Uma operação do Batalhão de Choque da Polícia Militar resultou na apreensão de 20,157 quilos de maconha e na prisão de um homem de 67 anos na manhã de sexta-feira (9), em uma residência localizada na Vila Carlota, em Campo Grande (MS). A ação foi desencadeada após denúncia anônima que apontava tráfico e cultivo de entorpecentes no endereço.
Assim que chegou ao imóvel indicado, a equipe policial identificou, ainda do lado de fora, diversos pés de maconha colocados em vasos. As plantas eram visíveis por cima do muro e pelas frestas do portão e estavam etiquetadas com as variedades de sementes utilizadas. Os militares ingressaram na propriedade para averiguar a situação.
No interior da casa, os policiais encontraram dois homens. O proprietário, de 67 anos, apresentou decisão judicial em sede de habeas corpus que permitia o cultivo de Cannabis exclusivamente para fins medicinais, limitado à extração de canabidiol (CBD) e a um máximo de 50 plantas. O segundo indivíduo, de 77 anos, era um visitante e foi surpreendido consumindo a droga cultivada ali.
A vistoria técnica revelou que a maioria das plantas presentes na residência era da espécie Cannabis sativa com elevado potencial de produção de tetrahidrocanabinol (THC), substância psicoativa cuja fabricação e comercialização são proibidas. Apenas três pés atendiam aos parâmetros autorizados pela decisão judicial, que exige predominância de canabidiol e baixo teor de THC.
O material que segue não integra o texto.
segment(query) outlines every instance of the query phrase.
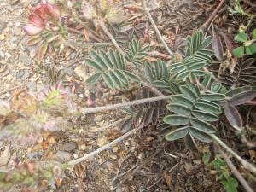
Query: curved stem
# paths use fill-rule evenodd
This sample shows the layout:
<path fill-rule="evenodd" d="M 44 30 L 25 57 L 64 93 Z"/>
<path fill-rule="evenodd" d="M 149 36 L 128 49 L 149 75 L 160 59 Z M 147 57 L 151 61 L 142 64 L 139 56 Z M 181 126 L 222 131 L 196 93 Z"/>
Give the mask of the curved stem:
<path fill-rule="evenodd" d="M 117 43 L 117 41 L 115 40 L 115 38 L 113 38 L 113 36 L 111 34 L 111 32 L 108 30 L 108 28 L 106 27 L 104 22 L 102 20 L 100 20 L 100 21 L 96 20 L 96 23 L 102 29 L 102 31 L 105 32 L 105 34 L 108 35 L 108 37 L 110 38 L 110 40 L 112 41 L 112 43 L 113 44 L 113 45 L 116 47 L 116 49 L 118 49 L 118 51 L 120 54 L 122 54 L 123 55 L 125 55 L 124 51 L 119 47 L 119 44 Z"/>
<path fill-rule="evenodd" d="M 126 132 L 125 134 L 122 135 L 121 137 L 118 137 L 117 139 L 108 143 L 108 144 L 102 146 L 102 148 L 99 148 L 98 149 L 91 152 L 90 154 L 84 154 L 84 156 L 83 157 L 80 157 L 77 160 L 71 160 L 69 162 L 67 162 L 67 166 L 75 166 L 79 163 L 81 163 L 86 160 L 88 160 L 89 158 L 91 158 L 96 154 L 98 154 L 99 153 L 101 153 L 102 151 L 104 151 L 106 149 L 108 149 L 108 148 L 113 146 L 115 143 L 122 141 L 123 139 L 126 138 L 127 137 L 131 136 L 131 134 L 135 133 L 136 131 L 139 131 L 140 129 L 142 129 L 143 126 L 141 125 L 139 127 L 137 127 L 133 130 L 131 130 L 130 131 Z"/>
<path fill-rule="evenodd" d="M 104 47 L 104 46 L 109 46 L 112 44 L 111 43 L 82 43 L 82 42 L 76 42 L 76 41 L 67 41 L 67 44 L 79 46 L 82 48 L 89 48 L 89 47 Z"/>
<path fill-rule="evenodd" d="M 219 144 L 222 148 L 224 148 L 228 153 L 233 155 L 240 163 L 247 170 L 256 174 L 256 168 L 255 166 L 243 160 L 241 156 L 239 156 L 235 151 L 233 151 L 229 146 L 226 145 L 220 138 L 218 138 L 214 134 L 211 134 L 212 138 Z"/>
<path fill-rule="evenodd" d="M 137 105 L 142 104 L 145 102 L 156 102 L 160 100 L 168 100 L 170 99 L 170 96 L 154 96 L 150 98 L 145 98 L 145 99 L 139 99 L 135 100 L 131 102 L 123 102 L 123 103 L 117 103 L 113 105 L 107 105 L 102 107 L 96 107 L 96 108 L 82 108 L 80 112 L 84 114 L 92 113 L 98 111 L 107 111 L 111 109 L 117 109 L 124 107 L 129 107 L 131 105 Z"/>
<path fill-rule="evenodd" d="M 228 166 L 230 168 L 231 172 L 233 174 L 236 176 L 236 177 L 239 180 L 240 183 L 243 186 L 243 188 L 247 191 L 247 192 L 253 192 L 252 188 L 248 185 L 245 178 L 242 177 L 242 175 L 239 172 L 239 171 L 236 168 L 232 161 L 230 160 L 228 155 L 221 149 L 218 149 L 218 152 L 222 155 L 222 157 L 226 161 Z"/>
<path fill-rule="evenodd" d="M 166 51 L 167 51 L 168 54 L 170 55 L 170 56 L 172 56 L 173 54 L 172 54 L 172 50 L 170 49 L 170 48 L 168 47 L 168 45 L 166 44 L 165 39 L 162 38 L 161 33 L 160 33 L 160 31 L 158 30 L 157 26 L 155 25 L 155 23 L 154 23 L 154 20 L 153 20 L 153 18 L 152 18 L 150 13 L 149 13 L 149 10 L 148 10 L 148 9 L 147 8 L 145 0 L 141 0 L 141 2 L 142 2 L 142 4 L 143 4 L 143 9 L 144 9 L 145 14 L 147 15 L 147 16 L 148 16 L 148 20 L 149 20 L 151 25 L 153 26 L 153 27 L 154 27 L 154 31 L 155 31 L 155 32 L 156 32 L 158 38 L 160 38 L 160 41 L 162 42 L 162 44 L 164 44 L 164 47 L 166 48 Z"/>

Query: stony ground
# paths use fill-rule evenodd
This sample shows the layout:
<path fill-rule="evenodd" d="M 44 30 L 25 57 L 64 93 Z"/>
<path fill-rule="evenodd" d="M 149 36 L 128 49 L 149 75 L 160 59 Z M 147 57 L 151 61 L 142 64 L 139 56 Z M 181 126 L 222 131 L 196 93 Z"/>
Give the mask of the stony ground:
<path fill-rule="evenodd" d="M 86 68 L 78 61 L 81 57 L 79 53 L 68 49 L 61 55 L 53 54 L 44 61 L 43 65 L 38 65 L 35 60 L 35 49 L 26 45 L 27 38 L 21 26 L 26 17 L 27 6 L 37 3 L 33 0 L 0 2 L 0 99 L 11 100 L 17 90 L 28 89 L 32 92 L 40 90 L 47 79 L 45 67 L 48 67 L 62 71 L 67 89 L 75 87 L 77 102 L 85 106 L 88 93 L 83 83 L 87 74 L 84 73 Z M 205 4 L 191 4 L 187 0 L 156 3 L 165 4 L 154 13 L 154 16 L 160 21 L 160 27 L 166 26 L 164 37 L 170 42 L 178 29 L 185 35 L 191 32 L 193 27 L 202 25 L 208 15 L 207 11 L 214 6 L 214 1 Z M 193 9 L 184 11 L 188 8 Z M 196 13 L 195 8 L 200 8 Z M 189 17 L 193 10 L 193 17 Z M 15 86 L 17 89 L 14 90 Z M 114 103 L 122 101 L 124 96 L 131 98 L 134 96 L 131 90 L 109 92 L 100 84 L 90 93 L 96 105 Z M 76 159 L 121 136 L 122 131 L 118 126 L 98 130 L 121 118 L 122 114 L 117 111 L 81 116 L 74 119 L 65 132 L 45 132 L 35 147 L 20 150 L 0 142 L 0 166 L 11 168 L 16 159 L 61 162 Z M 93 160 L 67 170 L 60 185 L 49 190 L 224 191 L 215 176 L 208 174 L 200 155 L 187 152 L 182 144 L 163 144 L 156 137 L 157 131 L 155 127 L 148 127 Z M 172 153 L 176 154 L 174 157 Z"/>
Durante a busca, foram recolhidas 18 embalagens de maconha já fracionada, 18 pés em processo de secagem, 142 pés verdes, quatro potes de vidro contendo a droga pronta para consumo e uma prensa usada na compactação do entorpecente. Ao todo, o material somou pouco mais de 20 quilos. Segundo estimativa da Polícia Militar, o prejuízo causado ao esquema criminoso ultrapassa R$ 2 milhões.
Diante do descumprimento dos limites estabelecidos no habeas corpus e da quantidade de substância apreendida, o proprietário recebeu voz de prisão pelo crime de tráfico de drogas. O visitante foi conduzido como autor de consumo de entorpecente.
Todo o material recolhido foi encaminhado à Delegacia Especializada de Repressão ao Narcotráfico (DENAR) para elaboração de laudo de constatação e posterior perícia. Os dois homens foram levados à Central de Polícia Judiciária (CEPOL), onde foram adotadas as providências cabíveis: autuação em flagrante por tráfico para o dono do imóvel e registro de termo circunstanciado de ocorrência para o usuário.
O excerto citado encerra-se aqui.